A perceção global é cada vez menos favorável face à imigração, com uma média global de 35% do total da amostra realizada em 43 países nos vários continentes: em Portugal, salientou o estudo, cerca de 30% dos inquiridos apresenta uma opinião negativa sobre o fenómeno migratório e 30% assume uma posição neutra em relação ao mesmo.
Os conflitos bélicos e geopolíticos nas regiões do Médio Oriente, África e Ásia têm contribuído para o aumento dos fluxos migratórios e consequente pressão de migrantes em diversos países desenvolvidos, quer na Europa como nos Estado Unidos.
Países como os Estados Unidos e a Arábia Saudita, que acolhem um número significativo de imigrantes que contribuem para o desenvolvimento económico, destacam-se por ter um sentimento mais positivo sobre a imigração, com uma taxa de 45 e 52%, respetivamente, de respostas afirmativas. Já o Iraque e o Peru apresentam a visão mais desfavorável sobre o fenómeno migratório, refletindo o contexto de instabilidade geopolítica em cada país.
“A sondagem evidencia uma crescente dualidade de opiniões face ao fenómeno migratório, refletindo um cenário de instabilidade geopolítica e desafios socioeconómicos à escala global”, apontou António Salvador, diretor-geral da Intercampus. “Os resultados sublinham ainda a importância de se estabelecer um diálogo contínuo e criar estratégias locais que atendam aos desafios que a imigração coloca às sociedades contemporâneas.”
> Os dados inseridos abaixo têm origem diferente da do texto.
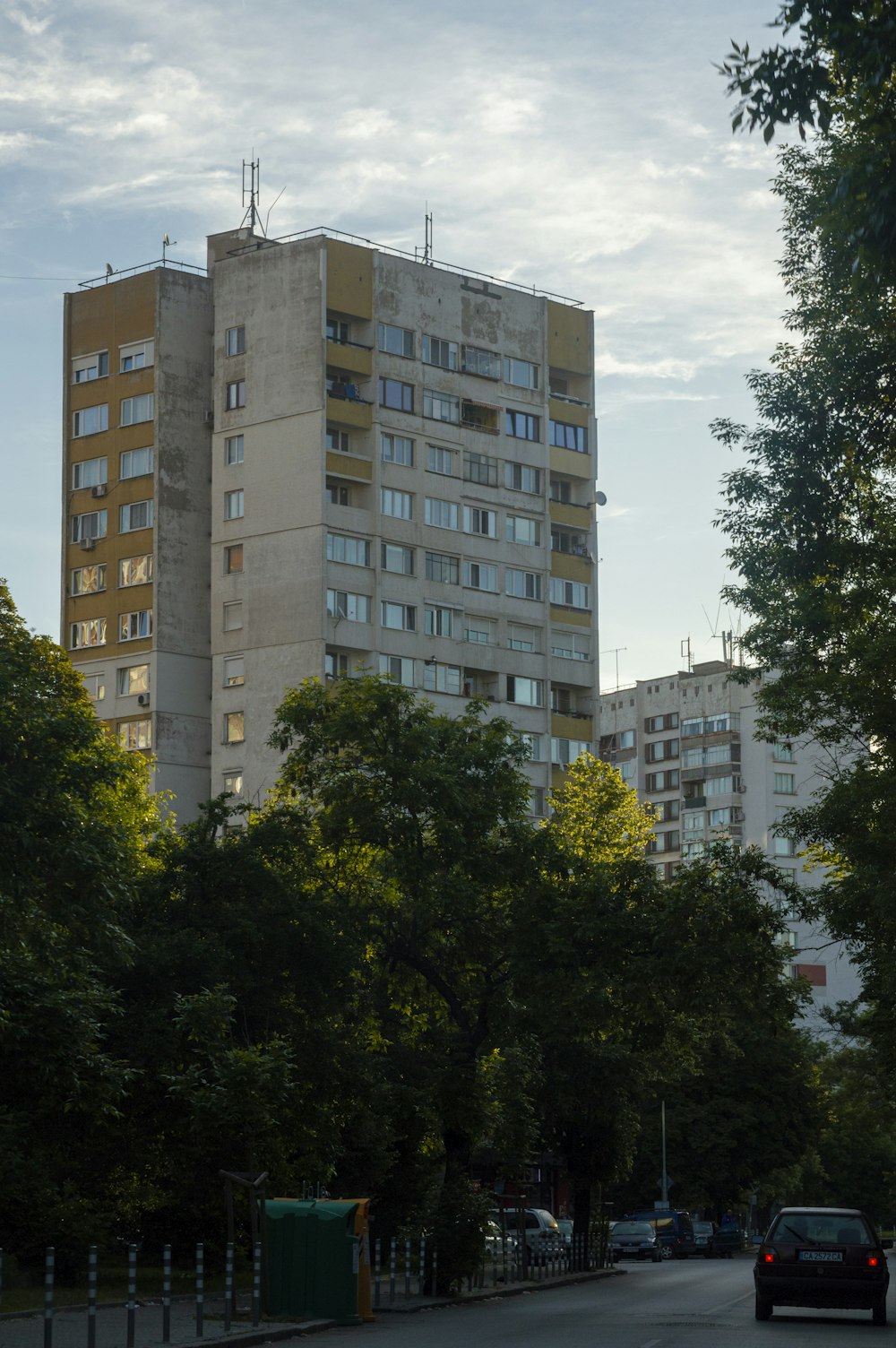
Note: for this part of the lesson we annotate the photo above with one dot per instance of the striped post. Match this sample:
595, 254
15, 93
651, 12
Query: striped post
256, 1285
133, 1294
47, 1297
228, 1288
376, 1272
200, 1289
92, 1297
166, 1294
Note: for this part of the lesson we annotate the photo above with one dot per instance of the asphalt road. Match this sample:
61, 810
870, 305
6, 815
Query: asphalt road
689, 1304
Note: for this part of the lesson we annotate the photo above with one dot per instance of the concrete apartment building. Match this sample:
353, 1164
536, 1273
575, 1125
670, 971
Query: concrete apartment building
686, 744
333, 457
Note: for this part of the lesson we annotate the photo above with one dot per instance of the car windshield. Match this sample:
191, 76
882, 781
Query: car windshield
633, 1228
821, 1228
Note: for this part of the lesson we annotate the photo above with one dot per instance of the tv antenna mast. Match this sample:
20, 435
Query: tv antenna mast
252, 216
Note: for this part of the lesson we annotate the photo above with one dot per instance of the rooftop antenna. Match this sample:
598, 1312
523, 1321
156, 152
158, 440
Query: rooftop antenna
426, 258
252, 214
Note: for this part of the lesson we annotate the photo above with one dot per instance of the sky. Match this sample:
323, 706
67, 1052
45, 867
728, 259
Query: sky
581, 149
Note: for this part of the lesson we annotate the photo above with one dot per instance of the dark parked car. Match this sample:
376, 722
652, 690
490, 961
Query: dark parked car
823, 1257
635, 1240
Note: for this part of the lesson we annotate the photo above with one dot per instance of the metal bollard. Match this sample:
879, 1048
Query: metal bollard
256, 1285
228, 1288
200, 1291
166, 1294
133, 1294
47, 1297
92, 1297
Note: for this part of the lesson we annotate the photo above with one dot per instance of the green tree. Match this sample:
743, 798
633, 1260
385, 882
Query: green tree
74, 820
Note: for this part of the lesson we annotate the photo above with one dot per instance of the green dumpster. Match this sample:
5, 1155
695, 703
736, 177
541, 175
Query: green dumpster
313, 1260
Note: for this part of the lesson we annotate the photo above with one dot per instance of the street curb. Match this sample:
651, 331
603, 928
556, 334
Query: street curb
519, 1289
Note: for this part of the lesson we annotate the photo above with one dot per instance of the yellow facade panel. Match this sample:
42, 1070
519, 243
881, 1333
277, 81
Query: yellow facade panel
569, 339
349, 280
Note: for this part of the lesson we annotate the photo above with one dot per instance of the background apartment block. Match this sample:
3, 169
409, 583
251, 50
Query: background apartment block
686, 744
393, 471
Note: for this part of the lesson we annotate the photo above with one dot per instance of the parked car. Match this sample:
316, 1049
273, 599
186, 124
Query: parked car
635, 1240
674, 1230
823, 1257
542, 1235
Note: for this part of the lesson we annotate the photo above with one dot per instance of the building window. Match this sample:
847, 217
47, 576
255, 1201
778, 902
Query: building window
133, 679
135, 515
93, 524
398, 669
521, 583
396, 395
398, 449
476, 360
92, 631
439, 460
233, 727
233, 670
441, 514
442, 678
135, 626
393, 557
480, 575
235, 341
480, 631
399, 617
235, 395
480, 468
135, 356
396, 341
442, 406
442, 567
353, 551
135, 735
521, 478
398, 505
519, 529
526, 692
353, 609
478, 521
521, 425
233, 617
136, 462
436, 352
521, 372
138, 409
88, 580
337, 440
567, 437
92, 472
135, 570
90, 421
86, 368
569, 593
523, 638
438, 622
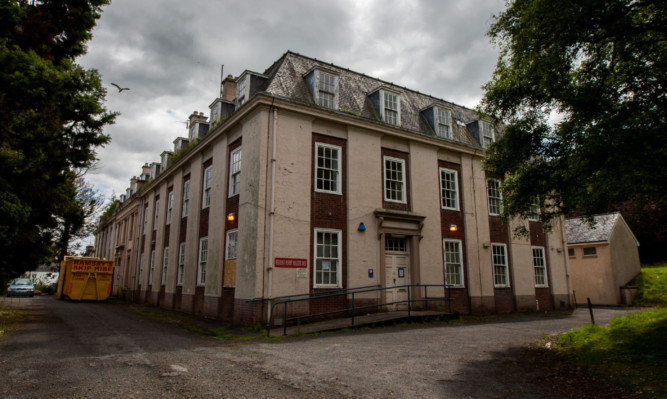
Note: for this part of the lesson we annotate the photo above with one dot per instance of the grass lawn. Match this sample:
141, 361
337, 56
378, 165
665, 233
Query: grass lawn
652, 285
631, 353
8, 316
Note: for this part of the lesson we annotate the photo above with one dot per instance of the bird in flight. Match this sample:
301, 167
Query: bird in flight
120, 88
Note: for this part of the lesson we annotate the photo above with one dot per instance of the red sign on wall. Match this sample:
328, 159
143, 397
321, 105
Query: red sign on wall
291, 262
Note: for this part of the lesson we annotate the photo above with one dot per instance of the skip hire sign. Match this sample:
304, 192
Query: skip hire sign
291, 262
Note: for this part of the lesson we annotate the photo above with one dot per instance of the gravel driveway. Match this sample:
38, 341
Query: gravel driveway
93, 350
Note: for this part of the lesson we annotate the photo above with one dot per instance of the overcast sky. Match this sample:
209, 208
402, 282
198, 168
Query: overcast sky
169, 53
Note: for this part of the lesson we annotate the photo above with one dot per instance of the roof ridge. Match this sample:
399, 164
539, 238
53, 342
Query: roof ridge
331, 64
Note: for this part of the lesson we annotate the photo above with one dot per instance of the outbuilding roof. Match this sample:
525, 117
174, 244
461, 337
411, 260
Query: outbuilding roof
579, 231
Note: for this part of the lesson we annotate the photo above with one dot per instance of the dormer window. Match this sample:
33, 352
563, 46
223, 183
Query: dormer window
242, 90
387, 105
487, 134
391, 108
326, 90
323, 86
443, 123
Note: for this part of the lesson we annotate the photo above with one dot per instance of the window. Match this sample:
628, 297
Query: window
206, 193
443, 123
327, 258
328, 168
499, 254
232, 240
394, 180
143, 231
487, 134
235, 172
186, 198
151, 268
534, 213
141, 267
203, 256
163, 280
590, 251
241, 90
326, 90
181, 264
540, 267
453, 262
391, 108
494, 195
449, 193
170, 205
155, 217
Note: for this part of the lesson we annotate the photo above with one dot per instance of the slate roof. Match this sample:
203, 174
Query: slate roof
578, 231
286, 79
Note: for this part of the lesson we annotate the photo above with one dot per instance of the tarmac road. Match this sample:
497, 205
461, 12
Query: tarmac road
97, 350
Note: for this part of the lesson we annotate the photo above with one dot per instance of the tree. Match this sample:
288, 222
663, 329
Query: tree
580, 90
77, 219
51, 122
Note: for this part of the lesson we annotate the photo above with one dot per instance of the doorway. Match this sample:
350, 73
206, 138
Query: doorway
397, 272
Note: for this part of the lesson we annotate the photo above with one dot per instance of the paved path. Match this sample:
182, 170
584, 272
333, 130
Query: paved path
95, 350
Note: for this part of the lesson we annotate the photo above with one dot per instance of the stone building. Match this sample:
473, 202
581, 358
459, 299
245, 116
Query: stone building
310, 177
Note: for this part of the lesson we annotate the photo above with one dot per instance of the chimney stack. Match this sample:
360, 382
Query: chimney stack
197, 117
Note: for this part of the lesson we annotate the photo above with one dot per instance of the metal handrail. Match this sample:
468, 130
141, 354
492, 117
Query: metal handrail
354, 308
310, 294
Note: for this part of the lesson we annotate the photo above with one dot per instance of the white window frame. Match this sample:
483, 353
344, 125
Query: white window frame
181, 264
207, 182
242, 87
388, 105
336, 171
151, 268
320, 89
453, 262
585, 255
143, 231
235, 158
186, 198
534, 213
439, 122
141, 267
495, 209
203, 259
232, 244
498, 265
165, 261
402, 181
443, 189
543, 266
338, 259
486, 133
170, 206
157, 214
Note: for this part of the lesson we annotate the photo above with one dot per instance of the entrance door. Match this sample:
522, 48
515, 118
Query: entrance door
397, 272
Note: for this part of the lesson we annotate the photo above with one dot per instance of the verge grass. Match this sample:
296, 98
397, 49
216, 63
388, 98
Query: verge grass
652, 284
9, 316
630, 353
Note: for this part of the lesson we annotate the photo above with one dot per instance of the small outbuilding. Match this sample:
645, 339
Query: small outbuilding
603, 258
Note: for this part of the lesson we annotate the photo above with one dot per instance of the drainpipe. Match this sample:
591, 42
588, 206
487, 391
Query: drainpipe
272, 209
565, 257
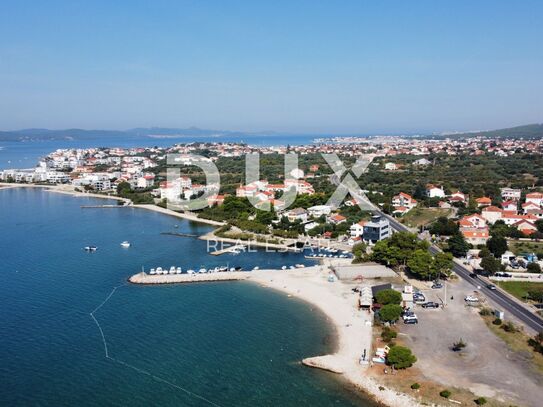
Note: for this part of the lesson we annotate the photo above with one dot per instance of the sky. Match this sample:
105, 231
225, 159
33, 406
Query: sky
340, 67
Quanto ao nível de tolerância étnica, os resultados do estudo revelaram que grande parte dos portugueses (52%) confia mais nas pessoas que pertencem ao seu grupo étnico do que em pessoas que pertencem a outros grupos étnicos presentes no seu país. Estas respostas vão ao encontro da perceção mundial, em que 54% do total da amostra referiu que confia mais no seu grupo étnico do que em pessoas de outras etnias.